Chapter 2 – Flower Tie Glasses

Taco Bar MKE – 782 N. Jefferson Street, Milwaukee

It seems inconceivable that, having decided to once again write about local tacos, the first two places I'd visit would have the word “taco” and the letters “MKE” as part of their name. Well, taco, okay, but MKE? What's it mean? Mr. Kite of England? My Karaoke Empire? This happened on a day that Mark and I headed to Shah Jee's during lunch hour from our office jobs. As it turned out, it was an Islamic holiday, Ashura, and Shah Jee's was closed! So we then repaired to the next closest restaurant, Taco Bar MKE, which is next door to the Dogg Haus, but connected—I get the feeling they had too much space for Dogg Haus—so decided to split it in half and make a taco joint next door. That's ingenuity, I guess.
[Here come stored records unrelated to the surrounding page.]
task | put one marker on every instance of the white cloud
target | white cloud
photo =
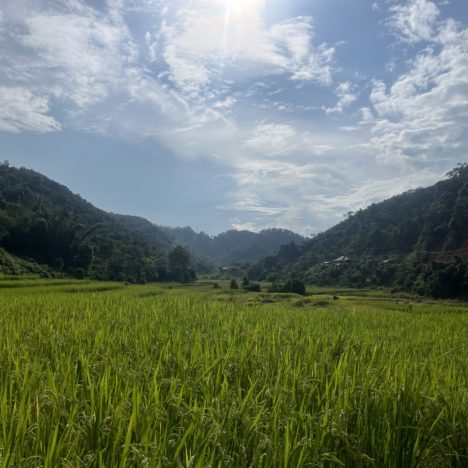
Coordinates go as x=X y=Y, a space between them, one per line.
x=207 y=38
x=346 y=96
x=20 y=110
x=272 y=139
x=78 y=54
x=416 y=20
x=422 y=117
The problem on this day was that dozens more office workers bounced on the same rails we did and created a perfect storm, the mother of all Taco Bar MKE lunch rushes. That's probably overstating it a little, but it was the longest I've ever waited for a taco. It didn't help that the tacos are all too complicated, too fancy, too expensive, and there are only high tables to sit at. I can only sit at one of those high tables for the time it takes to complain about it. The tacos on the menu board all have goofy names, none of which I remember except for the “Naked Chicken Taco,” because that's what almost all the office workers in line ordered, like they never got to say the word “naked” otherwise. I guess sex sells, even if it's a dead bird. Unfortunately, I can't remember what two tacos I ordered, but they were the only two listed with corn tortillas. At least one had some kind of pork, and they were both fine, tasty, if a little too busy. The thing I do remember is on my check it said: “Flower Tie Glasses”—which confused me for a second, then I realized it was the cashier/server's code to remember which order went to whom. (I was wearing my glasses, see, and a tie with flowers on it!) Something about that kind of warmed my heart, for some dumb reason, and ended up leaving me with a much more positive impression than I would have had otherwise. Sometimes mystery, no matter how fleeting, is paradoxically like a balm for the harsh and meaningless void that is this world.